If you’re considering investing, you may have heard of the term “mutual fund.” A mutual fund is a type of investment security. Mutual funds enable a group of hundreds of investors to put their money together into one single investment, hence the word “mutual.” Mutual funds can be put towards other investments, such as stocks, real estate, assets, bonds, or cash. These investments are known as holdings. One mutual fund may be comprised of several holdings, also known as a portfolio.

Why Pool Your Money?

You might be wondering what the benefit of pooling your money with other investors is and it boils down to the old adage, “strength in numbers.” For most, it’s the ability to diversify and invest in a number of holdings. When you invest on your own, the amount of money you can afford to invest is limited – you might be able to contribute $1,000 dollars. This would perhaps allow you to buy stocks and bonds, but not much else. Mutual funds are more accessible to those who don’t have a huge amount of money to invest. When you contribute money to a mutual fund, it is invested along with money from the other investors into multiple holdings, which are usually managed by a professional, called a fund manager. The fund manager follows all of the holdings and determines how much they are collectively worth. In this way, it is also simpler to invest in mutual funds, as it doesn’t require a lot of knowledge of the market or time spent tracking investments.

Types of Mutual Funds

There are thousands of mutual funds to invest in; however, these can be divided into several categories or types. Primarily, there are stock and bond funds. As the titles suggest, a stock fund is a mutual fund composed entirely of different stocks and a bond fund is a mutual fund composed entirely of different bonds. Index funds are another type of mutual fund; they are based on statistical samples of various securities representing a distinct part of the market. For instance, many index funds involve holdings in companies with large market capitalization.

Weighing Costs and Risks

There are several things to keep in mind when considering investing in a mutual fund. The low cost of the investment is often an attractive selling point.

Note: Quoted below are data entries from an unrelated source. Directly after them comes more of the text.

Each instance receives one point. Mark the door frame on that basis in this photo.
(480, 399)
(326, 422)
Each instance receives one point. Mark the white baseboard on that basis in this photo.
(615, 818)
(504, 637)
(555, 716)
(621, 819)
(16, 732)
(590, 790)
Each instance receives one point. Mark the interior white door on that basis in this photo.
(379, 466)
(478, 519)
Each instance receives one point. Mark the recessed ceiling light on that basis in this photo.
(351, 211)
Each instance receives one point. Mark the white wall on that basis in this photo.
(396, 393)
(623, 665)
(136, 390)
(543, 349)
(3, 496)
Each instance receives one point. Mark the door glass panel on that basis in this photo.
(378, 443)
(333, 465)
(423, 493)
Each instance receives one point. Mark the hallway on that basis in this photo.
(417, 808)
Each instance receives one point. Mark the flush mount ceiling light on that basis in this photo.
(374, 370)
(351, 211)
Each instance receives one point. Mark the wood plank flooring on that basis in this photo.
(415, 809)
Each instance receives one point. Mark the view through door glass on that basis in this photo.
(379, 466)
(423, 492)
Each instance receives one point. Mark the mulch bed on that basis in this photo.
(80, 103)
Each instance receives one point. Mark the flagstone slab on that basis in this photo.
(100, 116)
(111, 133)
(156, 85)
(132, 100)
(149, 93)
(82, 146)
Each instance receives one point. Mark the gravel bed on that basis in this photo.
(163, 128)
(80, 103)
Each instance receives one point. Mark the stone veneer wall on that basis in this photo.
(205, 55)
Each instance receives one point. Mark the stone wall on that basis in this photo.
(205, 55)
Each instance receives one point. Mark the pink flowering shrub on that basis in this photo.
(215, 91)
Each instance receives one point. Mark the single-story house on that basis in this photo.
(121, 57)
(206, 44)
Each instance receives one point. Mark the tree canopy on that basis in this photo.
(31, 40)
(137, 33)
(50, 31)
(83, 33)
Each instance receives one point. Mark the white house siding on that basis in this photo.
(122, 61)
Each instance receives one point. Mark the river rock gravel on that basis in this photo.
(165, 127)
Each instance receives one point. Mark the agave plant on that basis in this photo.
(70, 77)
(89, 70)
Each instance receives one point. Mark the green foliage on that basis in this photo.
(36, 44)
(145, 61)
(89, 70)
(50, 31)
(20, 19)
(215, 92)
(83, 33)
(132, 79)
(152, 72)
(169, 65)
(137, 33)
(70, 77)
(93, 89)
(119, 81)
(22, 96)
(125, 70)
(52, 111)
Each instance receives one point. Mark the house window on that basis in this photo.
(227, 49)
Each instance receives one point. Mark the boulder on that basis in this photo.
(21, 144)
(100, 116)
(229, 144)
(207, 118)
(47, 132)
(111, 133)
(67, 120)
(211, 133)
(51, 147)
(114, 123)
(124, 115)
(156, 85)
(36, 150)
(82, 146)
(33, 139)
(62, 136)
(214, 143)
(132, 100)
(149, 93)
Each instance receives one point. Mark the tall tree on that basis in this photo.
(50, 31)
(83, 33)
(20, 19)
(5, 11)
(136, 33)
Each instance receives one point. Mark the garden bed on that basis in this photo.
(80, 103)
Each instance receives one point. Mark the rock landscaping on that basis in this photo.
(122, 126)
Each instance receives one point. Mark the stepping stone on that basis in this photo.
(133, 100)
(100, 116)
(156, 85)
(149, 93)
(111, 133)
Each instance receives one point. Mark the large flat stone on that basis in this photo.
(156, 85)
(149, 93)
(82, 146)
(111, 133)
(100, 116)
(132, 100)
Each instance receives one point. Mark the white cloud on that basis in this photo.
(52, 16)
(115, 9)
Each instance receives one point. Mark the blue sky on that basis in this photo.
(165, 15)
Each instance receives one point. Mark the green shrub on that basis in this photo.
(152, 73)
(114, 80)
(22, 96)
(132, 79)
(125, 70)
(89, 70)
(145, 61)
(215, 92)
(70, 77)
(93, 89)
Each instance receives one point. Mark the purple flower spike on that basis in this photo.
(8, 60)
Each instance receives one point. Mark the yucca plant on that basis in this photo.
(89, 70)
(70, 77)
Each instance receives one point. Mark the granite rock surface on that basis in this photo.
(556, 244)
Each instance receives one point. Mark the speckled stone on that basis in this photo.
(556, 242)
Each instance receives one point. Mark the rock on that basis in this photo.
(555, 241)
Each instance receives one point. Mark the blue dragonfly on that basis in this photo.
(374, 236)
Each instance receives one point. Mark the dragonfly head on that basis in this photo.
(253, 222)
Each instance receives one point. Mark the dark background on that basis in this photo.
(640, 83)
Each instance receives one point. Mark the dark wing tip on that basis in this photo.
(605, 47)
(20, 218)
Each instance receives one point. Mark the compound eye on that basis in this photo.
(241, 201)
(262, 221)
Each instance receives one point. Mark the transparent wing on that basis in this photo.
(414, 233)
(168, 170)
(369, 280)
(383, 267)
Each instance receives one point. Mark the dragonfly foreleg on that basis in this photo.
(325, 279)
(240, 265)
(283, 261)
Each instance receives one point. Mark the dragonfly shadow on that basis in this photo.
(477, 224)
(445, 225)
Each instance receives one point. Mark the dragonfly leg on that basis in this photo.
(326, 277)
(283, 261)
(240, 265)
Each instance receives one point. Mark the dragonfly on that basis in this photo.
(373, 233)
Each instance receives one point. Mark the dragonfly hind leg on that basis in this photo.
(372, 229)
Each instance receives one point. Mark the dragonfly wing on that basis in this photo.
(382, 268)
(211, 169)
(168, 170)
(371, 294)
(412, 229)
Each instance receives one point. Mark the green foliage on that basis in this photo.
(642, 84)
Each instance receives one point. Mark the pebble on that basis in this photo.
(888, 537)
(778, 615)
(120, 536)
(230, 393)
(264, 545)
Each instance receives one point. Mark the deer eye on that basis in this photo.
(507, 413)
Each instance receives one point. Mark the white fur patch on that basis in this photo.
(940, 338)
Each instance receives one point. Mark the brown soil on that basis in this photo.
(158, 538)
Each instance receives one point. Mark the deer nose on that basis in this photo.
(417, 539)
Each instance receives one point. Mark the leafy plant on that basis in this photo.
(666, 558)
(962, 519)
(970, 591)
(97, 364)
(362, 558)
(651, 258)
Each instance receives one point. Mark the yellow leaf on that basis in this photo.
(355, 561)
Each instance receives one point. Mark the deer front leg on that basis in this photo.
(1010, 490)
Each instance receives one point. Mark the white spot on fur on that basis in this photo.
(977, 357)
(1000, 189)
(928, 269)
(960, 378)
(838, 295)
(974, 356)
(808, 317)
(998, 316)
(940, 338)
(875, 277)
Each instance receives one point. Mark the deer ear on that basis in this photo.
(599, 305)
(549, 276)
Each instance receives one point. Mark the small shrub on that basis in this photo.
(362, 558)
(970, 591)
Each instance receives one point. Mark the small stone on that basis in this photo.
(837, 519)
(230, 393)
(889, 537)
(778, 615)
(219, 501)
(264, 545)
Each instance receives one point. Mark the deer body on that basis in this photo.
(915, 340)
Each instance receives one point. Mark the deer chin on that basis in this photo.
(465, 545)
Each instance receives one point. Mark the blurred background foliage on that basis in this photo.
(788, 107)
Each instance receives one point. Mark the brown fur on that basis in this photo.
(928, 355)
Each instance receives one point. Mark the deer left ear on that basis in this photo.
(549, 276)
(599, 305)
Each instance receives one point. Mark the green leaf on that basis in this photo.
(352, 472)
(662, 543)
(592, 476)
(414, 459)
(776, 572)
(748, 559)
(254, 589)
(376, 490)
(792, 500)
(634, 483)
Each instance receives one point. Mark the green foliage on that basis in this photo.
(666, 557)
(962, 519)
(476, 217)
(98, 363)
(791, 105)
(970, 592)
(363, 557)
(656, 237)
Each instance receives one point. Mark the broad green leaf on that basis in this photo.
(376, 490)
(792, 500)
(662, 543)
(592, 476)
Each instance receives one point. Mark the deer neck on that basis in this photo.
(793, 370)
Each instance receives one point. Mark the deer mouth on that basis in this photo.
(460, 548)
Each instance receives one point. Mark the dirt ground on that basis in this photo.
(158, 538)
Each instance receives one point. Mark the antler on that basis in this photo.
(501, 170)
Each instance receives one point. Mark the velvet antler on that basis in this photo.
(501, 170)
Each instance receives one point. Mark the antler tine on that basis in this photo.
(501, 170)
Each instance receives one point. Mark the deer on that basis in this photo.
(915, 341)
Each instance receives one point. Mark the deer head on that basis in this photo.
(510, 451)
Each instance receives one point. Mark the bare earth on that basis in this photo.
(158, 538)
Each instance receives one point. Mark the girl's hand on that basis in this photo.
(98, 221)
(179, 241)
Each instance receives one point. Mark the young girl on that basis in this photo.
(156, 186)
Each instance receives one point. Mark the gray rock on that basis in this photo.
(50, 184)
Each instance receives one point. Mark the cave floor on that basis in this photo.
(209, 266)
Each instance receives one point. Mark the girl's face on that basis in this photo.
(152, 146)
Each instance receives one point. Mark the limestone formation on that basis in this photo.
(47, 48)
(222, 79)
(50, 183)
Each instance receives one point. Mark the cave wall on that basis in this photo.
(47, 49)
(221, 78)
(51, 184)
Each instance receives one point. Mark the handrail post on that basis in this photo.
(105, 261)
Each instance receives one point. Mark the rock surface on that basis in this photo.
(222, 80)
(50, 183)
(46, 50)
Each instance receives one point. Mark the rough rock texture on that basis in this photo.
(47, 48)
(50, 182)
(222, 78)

However, keep in mind that fund managers are paid based on commissions – they take home a percentage of the total assets in the fund. While it’s usually not a lot, it may add up over time. You might be focused on the returns you can expect from your mutual fund. However, keep in mind that returns and risk go hand-in-hand. Risky funds are more likely to yield higher returns, whereas less risky funds will yield lower returns. Ask yourself if you can handle the stress of market downswings. If not, you should settle for a low-risk fund with a moderate return.